Most in poll think Romney will clinch GOP

Former Massachusetts Gov. Mitt Romney holds a 23 percentage point lead over his closest rivals for the GOP presidential nomination, according to a Gallup survey of registered Republican voters nationwide.


The tracking poll, taken between Jan. 11 and Jan. 15, shows Romney with 37 percent support. Tied for a distant second are former Pennsylvania Sen. Rick Santorum and former House Speaker Newt Gingrich with 14 percent each, followed by Texas Rep. Ron Paul with 12 percent support.


The survey showed Texas Gov. Rick Perry with 5 percent support and Former Utah Gov. Jon Huntsman, who dropped out of the race Monday and threw his support to Romney, with just two percent support.


Romney, the winner of the Iowa caucuses and New Hampshire primary, has seen a steady, double-digit increase in national support since the January 3 caucuses. Gingrich, by contrast, has been in freefall, dropping from 37 percent support in December.
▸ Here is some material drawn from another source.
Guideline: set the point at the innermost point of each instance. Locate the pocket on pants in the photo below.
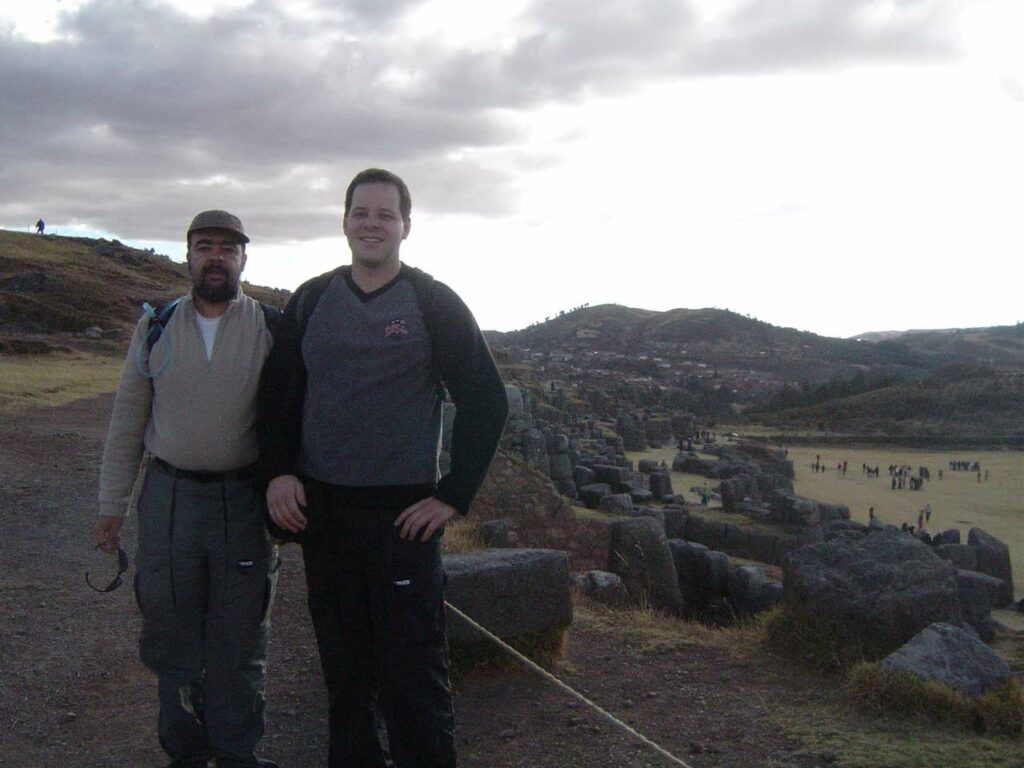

Santorum, who won the backing of a group of prominent social conservatives over the weekend, reached 18 percent support following his near-win in Iowa but has since dropped to 14 percent.


A new CNN/ORC International poll, also released Monday, showed Romney and Paul statistically tied with President Obama in a general election matchup. Mr. Obama was favored over Santorum by six points and over Gingrich by nine points.


Romney has edged up since a Post-ABC poll in mid-December before the campaign’s first votes were cast in Iowa and New Hampshire, boosted by a sharp increase in his perceived electability and a steep falloff in national support for Gingrich.


With his rivals closely bunched and well behind him, Romney has obvious advantages, reinforcing an aura of inevitability that surrounds his candidacy. Nearly six in 10 Republicans see him as the party’s best shot at defeating Obama.


Just a month ago, Romney held a 10-point advantage over Gingrich as the most electable candidate in the field. That lead has swelled to a whopping margin of 57 percent to 10 percent. In the intervening weeks, millions of dollars in negative ads hit the former speaker in Iowa as his support plummeted there and nationally. Gingrich, who declared late last year that he was likely to be the nominee, finished fourth in Iowa and New Hampshire.


Overwhelmingly, Republicans expect Romney to be the party’s nominee. Even about two-thirds of those who do not support him for the nomination see him as the one most likely to be atop the party’s presidential ticket.


Romney also has consolidated support on issue No. 1: the economy. For the first time in the campaign, he has a double-digit lead over his rivals when it comes to dealing with economic issues; he beats everyone on this measure by 2 to 1. And he is up 13 points when it comes to handling the federal budget deficit. Exit polls in New Hampshire and Iowa showed overwhelming percentages of voters focused on these two issues.